The Hon’ble SC, in Kamlapati v State of West Bengal, explains bail as a method which is developed for harmonising two fundamental concepts of human value, the liberty as enjoyed by the accused and the interest of the public at large which in turn depends on the release of accused. In State of Rajasthan v. Balchand, the Hon’ble SC propounded that the fundamental rule is bail and not jail except where there are circumstances indicative of the facts that the accused can flee from the process of justice or he would be recurring his acts of offences or trying to intimidate the witnesses.

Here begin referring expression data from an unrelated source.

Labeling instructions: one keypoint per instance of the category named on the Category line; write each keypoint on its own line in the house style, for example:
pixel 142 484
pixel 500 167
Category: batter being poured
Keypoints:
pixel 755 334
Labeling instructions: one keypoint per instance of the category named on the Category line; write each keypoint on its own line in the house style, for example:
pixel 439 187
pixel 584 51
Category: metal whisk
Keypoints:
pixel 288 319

Analysing pre-trial detention from Cost-benefit Perspective

The direct costs associated to keep the pre-trial detainees in jail is non-trivial. In a case when defendant fails to appear the court needs to allocate resources to resolve the resulting warrants. Reckoning all the facts and circumstances of the case, the pre-trial release can open the door for the offender to commit another crime too. Attempts have been made to estimate the social value of a decision to release rather than detain a defendant. Evaluating the direct costs associated with jail avoided, increased likelihood of crime pre-trial, decreased likelihood of future crime and increased likelihood of failures to appear as a result of pre-trial release.[4] With each of the defendant released, these costs and benefits tend to balance out social benefit.

Conclusion

The criminal justice system witnesses bail as a growing part, more and more defendants are using commercial bonds as a way to secure their release. There are however extensive costs on the justice system. Nearly half a million people are in jail for allegedly convicting a crime without having been convicted which elaborately spells the tragic situation of the people who are being deprived of their freedom of liberty. The monetary bail has its impact which evidently falls on the shoulders of low-income category people disproportionately, they remain in jail for an extended period of time just because of the fact that they do not have sufficient money to incur the expenses of monetary bail. Furthermore, there is an increment in the likelihood of conviction due to the assignment of financial bail thus, extrapolating guilty pleas and the cost is incurred on both individuals and the society. Instead of monetary bail a risk assessment method needs to be adapted while taking into account the factors of defendant’s potential public safety risk and the risk of appearance of defendant in the court of Law, however, bail is a rule and jail is an exception and for following this constitutional, rule wealth-based distinction should be eliminated. Therefore, the s. 436 of Cr.P.C, 1973 needs reconsideration as to the bail on monetary footboard so that the poor cannot be penalised and a neutral risk assessment method should be evolved.

[1] Schnacke, Model Bail Laws, at 66-85.

[2] S. REP. No. 98-225, at 4 (1984).

[3] Rakesh Kochhar & Richard Fry, Pew Research Ctr., End of Great Recession: Ethnic lines, Dec. 12, 2014.

[4] Dobbie, Goldin, and Yang (2018).